We note that the effect of hemoglobin is almost equal to that of a more suitable model (as shown in the figure above). The estimated values of other covariates in the model may be seriously misleading, but there may be serious deviations in the estimated values of other covariates. Finally, we compare the prediction of FG model with that of semi parametric model, which describes the effect in more detail. We consider predicting two different patients as defined below by the new data allocation. Patient type I: disease stage I (stage = 0), 40 years old, without chemotherapy (chemotherapy = 0), patient type II: disease stage II (stage = 1), 60 years old, combined radiotherapy and chemotherapy (chemotherapy = 1).

R> newdata <- data.frame(stage = c(0, 1), age = c(40, 60), chemo = c(0, 1),
+ hgb = c(138, 138))
R> predict(out, newdata)

To specify the data to calculate the forecast, we can specify a newdata parameter.

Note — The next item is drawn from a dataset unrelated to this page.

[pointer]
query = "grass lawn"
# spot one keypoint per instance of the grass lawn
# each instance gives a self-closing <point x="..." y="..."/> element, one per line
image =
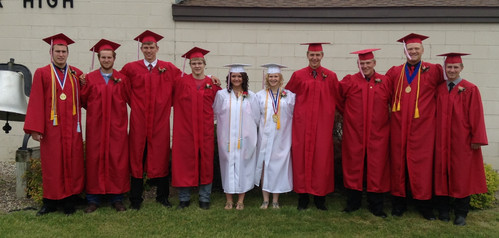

The prediction based on this model may not be monotonic. We plotted predictions without point confidence intervals (se = 0) and without confidence bands (uniform = 0). The prediction in Figure 4 (a) is based on the flexible model, while the prediction in Figure 4 (b) is based on the FG model. The cumulative recurrence rate curves of type I and type II patients are represented by solid lines and dotted lines respectively. Figure 5 (a) compares the prediction results of type I patients based on flexible model and FG model. Similarly, figure 5 (b) compares the predictions for type II patients. The broken line around the two predicted values represents the confidence zone based on the flexible model.

Figure 4

R> par(mfrow = c(1, 2))
R> plot(f1, se = 0, uniform = 1, col = 1, lty = 1
R> plot(fg, new = 0, se = 0, uniform = 0, col = 2, lty = 2,

The higher disease stage, higher age and combined treatment led to higher cumulative incidence rate, which was more pronounced in the early part of time (Fig. 4 (a) and Figure 2). On the other hand, chemotherapy initially increased cumulative incidence rate in time and subsequently reduced the incidence rate (Figure 4 (a) and Figure 2). Figure 5 shows that the FG model can not accurately simulate the time-varying effect. Despite these differences, in this case, the overall forecast is somewhat similar, especially when considering the uncertainty of the estimation. However, the time-varying behavior of covariates is obviously important.

Figure 5


4. Discussion

This paper implements a flexible competition risk regression model for cumulative incidence rate curves, which can analyze in detail how covariate effect predicts cumulative incidence rate and allow time variation effect of covariates. It can check the fitting degree of simpler models and produce prediction results with confidence intervals and confidence bands, which is very useful for researchers.

Most popular insights

1.R language drawing survival curve estimation | survival analysis | how to draw survival curve

2.Visual analysis of R language survival analysis

3.How does R language calculate IDI and NRI indexes in survival analysis and Cox regression

4.Bioconductor is used to analyze chip data in r language

5.R language survival analysis data analysis visualization case

6.r language ggplot2 error bar chart Quick Guide

7.R language drawing function enrichment Bubble Diagram

8.How can R language find indicators with differences in patient data? (PLS-DA analysis)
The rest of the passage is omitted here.